おもちゃ映画ミュージアム
おもちゃ映画ミュージアム
Toy Film Museum

2015.11.22column

「関西文化の日」のお客様

11月14、15日(日)、初めて「関西文化の日」に参加しました。今年第13回目を数える恒例のイベントで、福井、三重、滋賀、京都、大阪、兵庫、奈良、和歌山、鳥取、徳島の2府8県にある美術館・博物館など約600施設が参加しました。入館が無料になるので、これまでは、この日を心待ちして「さて、どこへ見に行こうか」と楽しみにしていた私でしたが、今年は逆の立場。いったいどれくらいの人が来てくださるのか皆目見当がつかないまま、当日を迎えました。「どうせなら大きくて立派な施設に行かれるだろう」と勝手に想像していましたが、10時半開館にもかかわらず、10時過ぎからお客様が次々来館。

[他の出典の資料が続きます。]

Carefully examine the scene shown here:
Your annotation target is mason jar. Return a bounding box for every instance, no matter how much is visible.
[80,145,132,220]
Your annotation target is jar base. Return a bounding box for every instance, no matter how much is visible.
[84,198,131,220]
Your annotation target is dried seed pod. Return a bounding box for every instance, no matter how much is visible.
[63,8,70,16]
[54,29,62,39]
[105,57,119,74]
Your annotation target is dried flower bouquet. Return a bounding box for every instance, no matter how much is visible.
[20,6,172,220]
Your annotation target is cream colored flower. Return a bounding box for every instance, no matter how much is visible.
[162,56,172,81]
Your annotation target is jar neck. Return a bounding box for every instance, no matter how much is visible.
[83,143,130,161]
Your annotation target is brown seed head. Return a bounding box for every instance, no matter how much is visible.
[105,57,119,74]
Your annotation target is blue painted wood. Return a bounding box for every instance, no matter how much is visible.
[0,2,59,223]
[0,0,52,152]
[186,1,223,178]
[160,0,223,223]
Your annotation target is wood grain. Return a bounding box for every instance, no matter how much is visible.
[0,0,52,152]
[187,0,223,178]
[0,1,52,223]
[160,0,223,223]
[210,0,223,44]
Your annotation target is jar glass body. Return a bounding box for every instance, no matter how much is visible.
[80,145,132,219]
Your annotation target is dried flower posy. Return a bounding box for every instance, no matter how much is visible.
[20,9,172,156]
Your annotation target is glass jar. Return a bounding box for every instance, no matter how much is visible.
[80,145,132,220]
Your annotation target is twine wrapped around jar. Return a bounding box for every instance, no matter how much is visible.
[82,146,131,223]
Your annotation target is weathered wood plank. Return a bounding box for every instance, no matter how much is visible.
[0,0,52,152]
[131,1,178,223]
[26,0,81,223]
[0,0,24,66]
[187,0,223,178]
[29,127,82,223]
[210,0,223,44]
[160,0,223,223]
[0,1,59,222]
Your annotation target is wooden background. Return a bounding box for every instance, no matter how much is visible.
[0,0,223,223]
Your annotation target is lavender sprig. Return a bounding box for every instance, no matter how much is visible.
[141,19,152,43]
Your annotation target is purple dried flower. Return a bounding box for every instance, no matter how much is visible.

DSC03852オープンして半年たっても、キャプションなどまだまだ不十分なため、最初は一人一人に説明していましたが、間に合わなくなって、ある程度集まっていただけた段階でまとめてすることにしました。おかげさまでたくさんの媒体でミュージアムのことを報道していただいてますが、それが必ずしも動員に結び付くとは限らないのが現実。でも、来館された皆さんから「前から来たいと思って、この日を楽しみにしていた」とお聞きして、多くの方が、おもちゃ映画ミュージアムに関心を持っていてくださったことがわかり、感激しました。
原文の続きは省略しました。